As it was for the hon. Member for Hackney, North and Stoke Newington (Ms Abbott), this was one of the most potent and divisive issues throughout my formative political years in the 1980s. I have been struck by the number of Members who have spoken of the issue as a matter of principle. When I resolved my position on the issue, I did so not on principle but on an entirely pragmatic basis. Given that the destructive potential of nuclear weapons is so horrific and enormous, I would have some difficulty in aligning myself with such a principle.
The arguments in the 1980s were threefold in their concerns: the concept of mutually assured destruction; the question of deterrence; and whether disarmament should be multilateral or unilateral. I always felt that that debate was fairly false. I never had much respect for the concept of mutually assured destruction.

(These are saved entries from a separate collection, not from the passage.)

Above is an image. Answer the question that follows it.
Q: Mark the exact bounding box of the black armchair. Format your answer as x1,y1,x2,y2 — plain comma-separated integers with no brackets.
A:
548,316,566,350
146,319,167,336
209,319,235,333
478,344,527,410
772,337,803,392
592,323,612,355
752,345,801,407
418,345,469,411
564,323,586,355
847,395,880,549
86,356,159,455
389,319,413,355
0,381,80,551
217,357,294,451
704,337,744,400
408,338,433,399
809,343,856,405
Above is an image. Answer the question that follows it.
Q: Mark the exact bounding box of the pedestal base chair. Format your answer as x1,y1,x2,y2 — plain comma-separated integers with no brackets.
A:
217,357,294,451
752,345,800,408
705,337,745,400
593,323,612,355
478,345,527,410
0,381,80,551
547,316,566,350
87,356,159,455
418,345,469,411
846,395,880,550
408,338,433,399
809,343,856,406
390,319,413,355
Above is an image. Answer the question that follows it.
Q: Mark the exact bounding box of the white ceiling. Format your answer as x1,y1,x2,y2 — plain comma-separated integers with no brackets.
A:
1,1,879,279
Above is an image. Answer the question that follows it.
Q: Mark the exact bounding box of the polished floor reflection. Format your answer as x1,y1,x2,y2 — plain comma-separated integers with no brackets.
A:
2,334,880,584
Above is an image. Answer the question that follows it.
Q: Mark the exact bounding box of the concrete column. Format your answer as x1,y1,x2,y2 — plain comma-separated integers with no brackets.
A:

By the more swivel-eyed tendency to which we have heard reference today, that always seemed to be embraced as an opportunity rather than a threat. But in the context of the cold war, I was prepared to see some force in the theory of deterrence.
We live in a very different world now, however. In the 1980s, during the cold war, I was eventually persuaded to accept acquisition. I did so as a multilateral disarmer: I believed that the only real purpose for which the possession of such weapons could be countenanced was to get rid of them. I think that some justification for that position was provided by the progress that we made in the late 1980s and the 1990s, but, as I have said, the world today is very different. The threats to world security no longer come from superpower blocs; they come from regional conflicts, from rogue states and from cellular terrorist organisations.
In recent years, the arguments in favour of possession of nuclear weapons have become progressively thinner. A number of Members have spoken today about the position of Iran. I think that one of the major motivations for Iran’s seeking to become a nuclear power—which, like everyone else, I deplore—is the fact that Israel is believed to be a nuclear power. That is the way it goes. I think it is the major flaw in the argument we have heard from the Conservatives today, the ultimate logic of which is that eventually every sovereign state will have the right, and indeed the obligation, to become a nuclear state.
What the Government are asking of us today is of a different order from what I have been prepared to live with in recent years. They are talking not about maintenance, but about renewal and extension. If we approach the argument on a pragmatic rather than a principled basis, that is where the tipping point shifts. Where will be our moral authority to attend the nuclear non-proliferation treaty talks in 2010 if we back the Government’s position today?